Tuesday, June 21, 2011

On working with radiation

Today I started using radioactive labels in the lab. It's a little unnerving at first, because your only defense against exposure is to literally hide from it. I'm not even kidding. It's not like a bad smell which maybe, if you're lucky, will waft the other way. This stuff travels in straight lines in every direction. You work with a Geiger counter next to you which emits infrequent blips, until you open up the container of pure radiolabeled material. Now the counter is making a sound that necessitates the lab phrase "screaming hot" (where 'hot' is slang for 'radioactive'). So that's cool.

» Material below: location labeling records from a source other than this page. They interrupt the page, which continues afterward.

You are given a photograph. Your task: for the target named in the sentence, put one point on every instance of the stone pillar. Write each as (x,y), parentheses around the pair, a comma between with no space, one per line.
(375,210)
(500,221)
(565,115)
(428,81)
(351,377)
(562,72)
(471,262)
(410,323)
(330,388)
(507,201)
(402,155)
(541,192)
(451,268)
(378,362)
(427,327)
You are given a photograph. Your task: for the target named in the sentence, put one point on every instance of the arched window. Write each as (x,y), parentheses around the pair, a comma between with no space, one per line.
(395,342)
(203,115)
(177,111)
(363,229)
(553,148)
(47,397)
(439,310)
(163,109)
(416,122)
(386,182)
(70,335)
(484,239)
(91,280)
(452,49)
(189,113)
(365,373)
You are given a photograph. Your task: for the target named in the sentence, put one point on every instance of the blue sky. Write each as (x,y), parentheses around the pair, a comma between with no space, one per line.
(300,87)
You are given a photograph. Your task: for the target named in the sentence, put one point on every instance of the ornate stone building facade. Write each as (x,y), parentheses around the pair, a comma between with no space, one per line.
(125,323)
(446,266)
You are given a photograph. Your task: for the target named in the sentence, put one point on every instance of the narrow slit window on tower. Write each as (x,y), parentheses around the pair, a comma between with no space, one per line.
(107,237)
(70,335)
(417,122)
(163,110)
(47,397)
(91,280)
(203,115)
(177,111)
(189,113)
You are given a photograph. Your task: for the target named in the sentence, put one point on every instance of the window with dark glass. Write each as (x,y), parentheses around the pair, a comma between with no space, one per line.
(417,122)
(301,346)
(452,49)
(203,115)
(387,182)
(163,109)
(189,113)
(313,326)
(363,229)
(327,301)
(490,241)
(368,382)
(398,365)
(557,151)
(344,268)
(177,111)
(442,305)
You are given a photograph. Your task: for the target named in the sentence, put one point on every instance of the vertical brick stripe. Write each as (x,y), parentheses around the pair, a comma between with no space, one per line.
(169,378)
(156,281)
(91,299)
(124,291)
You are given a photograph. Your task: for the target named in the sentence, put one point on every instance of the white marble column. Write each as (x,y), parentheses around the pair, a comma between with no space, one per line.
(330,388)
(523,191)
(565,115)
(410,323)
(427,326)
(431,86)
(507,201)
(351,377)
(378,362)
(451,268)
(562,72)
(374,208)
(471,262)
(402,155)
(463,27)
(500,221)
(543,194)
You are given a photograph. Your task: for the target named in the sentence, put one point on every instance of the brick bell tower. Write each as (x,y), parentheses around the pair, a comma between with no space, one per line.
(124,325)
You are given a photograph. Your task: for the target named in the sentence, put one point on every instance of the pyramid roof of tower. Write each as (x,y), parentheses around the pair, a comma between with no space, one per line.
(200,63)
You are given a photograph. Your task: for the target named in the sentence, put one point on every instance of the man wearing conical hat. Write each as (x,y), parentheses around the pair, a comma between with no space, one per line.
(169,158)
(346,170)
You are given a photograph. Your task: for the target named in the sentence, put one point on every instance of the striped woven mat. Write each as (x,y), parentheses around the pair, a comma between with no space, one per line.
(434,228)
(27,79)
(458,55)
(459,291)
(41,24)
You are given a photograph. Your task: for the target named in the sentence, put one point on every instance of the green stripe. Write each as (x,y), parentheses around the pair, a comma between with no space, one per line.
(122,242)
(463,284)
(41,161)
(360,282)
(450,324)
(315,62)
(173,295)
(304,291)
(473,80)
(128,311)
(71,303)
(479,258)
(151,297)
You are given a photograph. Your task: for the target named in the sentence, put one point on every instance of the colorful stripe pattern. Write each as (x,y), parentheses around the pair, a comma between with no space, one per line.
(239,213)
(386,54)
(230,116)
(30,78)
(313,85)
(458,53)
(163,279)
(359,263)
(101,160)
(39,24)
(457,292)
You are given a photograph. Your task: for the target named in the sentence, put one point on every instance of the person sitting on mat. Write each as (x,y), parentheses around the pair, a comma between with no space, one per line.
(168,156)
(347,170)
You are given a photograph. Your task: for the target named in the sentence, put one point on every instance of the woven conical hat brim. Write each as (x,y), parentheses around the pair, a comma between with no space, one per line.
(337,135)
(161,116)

I guess it's nice that there's a plexiglass shield that I work behind to keep it from irradiating me. But then you realize that the person you're talking to from the lab down the hall has actually positioned themselves with a steel filing cabinet between the two of you, so you start second-guessing how safe you really are. Every blip on the Geiger counter becomes an immediate concern. When moving things about the lab, the plexiglass shield has a little shelf so you can carry stuff around without taking it from behind the shield. I catch myself "pointing" the shield away from people (because it has no back to speak of), but then I realize it's nearly pointless because radiation goes in every direction. It peters out at certain distance, but who wants to be Bubble Boy?

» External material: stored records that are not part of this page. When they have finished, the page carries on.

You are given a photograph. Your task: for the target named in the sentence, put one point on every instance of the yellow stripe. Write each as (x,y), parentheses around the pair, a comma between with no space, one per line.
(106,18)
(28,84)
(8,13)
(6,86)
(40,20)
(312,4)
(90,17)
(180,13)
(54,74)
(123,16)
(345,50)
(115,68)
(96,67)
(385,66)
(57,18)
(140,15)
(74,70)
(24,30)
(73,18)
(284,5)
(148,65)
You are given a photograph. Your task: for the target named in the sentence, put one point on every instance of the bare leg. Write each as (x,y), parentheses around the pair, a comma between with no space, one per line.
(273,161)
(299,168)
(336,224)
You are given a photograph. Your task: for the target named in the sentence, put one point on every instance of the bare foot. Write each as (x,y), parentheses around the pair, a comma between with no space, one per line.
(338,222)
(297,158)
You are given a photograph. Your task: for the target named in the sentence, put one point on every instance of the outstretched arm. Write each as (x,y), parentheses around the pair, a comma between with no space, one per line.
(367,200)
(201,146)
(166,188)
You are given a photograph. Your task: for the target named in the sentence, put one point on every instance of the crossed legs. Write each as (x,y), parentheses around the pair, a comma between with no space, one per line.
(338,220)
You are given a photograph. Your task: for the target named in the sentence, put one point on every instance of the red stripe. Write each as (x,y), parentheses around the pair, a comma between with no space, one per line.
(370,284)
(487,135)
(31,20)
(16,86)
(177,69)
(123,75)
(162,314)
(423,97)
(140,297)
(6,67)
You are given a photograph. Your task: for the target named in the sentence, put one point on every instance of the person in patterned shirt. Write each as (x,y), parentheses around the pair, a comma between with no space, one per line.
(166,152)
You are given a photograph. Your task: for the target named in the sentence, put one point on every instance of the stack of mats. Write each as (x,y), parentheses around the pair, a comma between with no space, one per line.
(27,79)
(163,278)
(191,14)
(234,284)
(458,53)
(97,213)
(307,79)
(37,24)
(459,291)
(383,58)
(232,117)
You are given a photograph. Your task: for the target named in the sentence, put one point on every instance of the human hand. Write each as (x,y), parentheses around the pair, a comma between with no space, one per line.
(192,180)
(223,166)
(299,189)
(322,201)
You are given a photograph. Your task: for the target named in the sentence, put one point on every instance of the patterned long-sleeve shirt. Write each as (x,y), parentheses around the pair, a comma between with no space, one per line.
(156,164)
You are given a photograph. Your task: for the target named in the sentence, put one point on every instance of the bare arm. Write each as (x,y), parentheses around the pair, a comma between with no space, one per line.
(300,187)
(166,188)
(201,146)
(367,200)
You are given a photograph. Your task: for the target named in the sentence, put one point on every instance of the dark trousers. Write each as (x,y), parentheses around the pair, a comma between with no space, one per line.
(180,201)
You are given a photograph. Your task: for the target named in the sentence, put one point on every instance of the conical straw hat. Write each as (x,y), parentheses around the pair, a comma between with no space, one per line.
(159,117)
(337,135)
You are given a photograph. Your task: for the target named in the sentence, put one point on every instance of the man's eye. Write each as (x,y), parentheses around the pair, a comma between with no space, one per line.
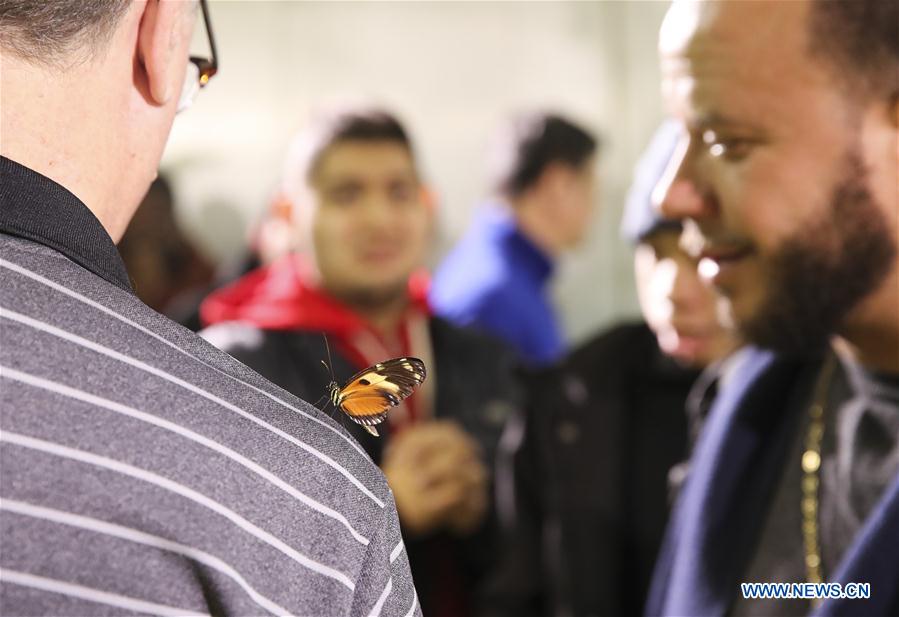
(402,192)
(344,195)
(728,148)
(731,149)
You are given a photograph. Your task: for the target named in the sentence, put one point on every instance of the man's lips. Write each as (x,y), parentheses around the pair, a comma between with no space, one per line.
(723,254)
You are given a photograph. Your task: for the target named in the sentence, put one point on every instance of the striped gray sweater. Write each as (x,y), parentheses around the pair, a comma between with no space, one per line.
(144,471)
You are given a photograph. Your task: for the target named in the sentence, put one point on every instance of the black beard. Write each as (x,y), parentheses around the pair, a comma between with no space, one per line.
(825,270)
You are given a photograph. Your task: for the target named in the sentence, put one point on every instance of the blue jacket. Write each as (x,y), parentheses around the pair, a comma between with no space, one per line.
(709,540)
(495,280)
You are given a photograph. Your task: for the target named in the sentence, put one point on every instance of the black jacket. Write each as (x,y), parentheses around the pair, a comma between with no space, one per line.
(589,463)
(476,386)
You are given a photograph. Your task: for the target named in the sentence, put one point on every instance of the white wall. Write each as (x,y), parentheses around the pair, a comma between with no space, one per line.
(451,70)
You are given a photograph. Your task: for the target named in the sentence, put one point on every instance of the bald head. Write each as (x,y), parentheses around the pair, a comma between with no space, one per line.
(855,41)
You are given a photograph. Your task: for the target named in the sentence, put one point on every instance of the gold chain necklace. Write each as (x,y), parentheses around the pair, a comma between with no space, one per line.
(811,465)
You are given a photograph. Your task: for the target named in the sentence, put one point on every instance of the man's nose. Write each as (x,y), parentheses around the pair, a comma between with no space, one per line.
(676,196)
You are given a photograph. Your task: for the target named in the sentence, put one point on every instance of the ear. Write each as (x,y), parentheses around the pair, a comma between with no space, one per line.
(159,36)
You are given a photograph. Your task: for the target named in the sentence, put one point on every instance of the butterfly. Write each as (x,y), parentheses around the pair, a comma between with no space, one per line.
(370,394)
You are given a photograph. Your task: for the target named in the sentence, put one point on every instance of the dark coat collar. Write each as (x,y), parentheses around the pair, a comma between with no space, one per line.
(35,207)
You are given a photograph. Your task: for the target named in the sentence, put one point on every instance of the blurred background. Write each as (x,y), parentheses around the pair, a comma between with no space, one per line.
(451,71)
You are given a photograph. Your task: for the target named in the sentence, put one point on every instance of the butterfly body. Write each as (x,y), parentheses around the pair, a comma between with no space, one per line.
(370,394)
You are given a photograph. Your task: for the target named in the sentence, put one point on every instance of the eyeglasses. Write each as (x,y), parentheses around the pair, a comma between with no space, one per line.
(200,70)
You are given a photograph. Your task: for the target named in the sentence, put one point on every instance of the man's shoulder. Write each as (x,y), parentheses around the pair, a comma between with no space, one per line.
(54,308)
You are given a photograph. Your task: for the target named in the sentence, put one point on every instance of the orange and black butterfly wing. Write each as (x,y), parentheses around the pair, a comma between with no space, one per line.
(372,393)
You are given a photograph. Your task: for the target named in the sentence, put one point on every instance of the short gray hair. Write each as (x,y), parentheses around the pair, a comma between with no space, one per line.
(48,31)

I suppose it's just something I'll have to adjust to. There's a whole new set of precautions to take, which I admit does give me plenty of opportunities to wear my semi-tinted, semi-reflective safety glasses. And I have plenty of bench space to myself now, because no one wants to cozy up to the guy whose samples are radioactive. Oh well, gotta take the good with the questionably unhealthy every now and then.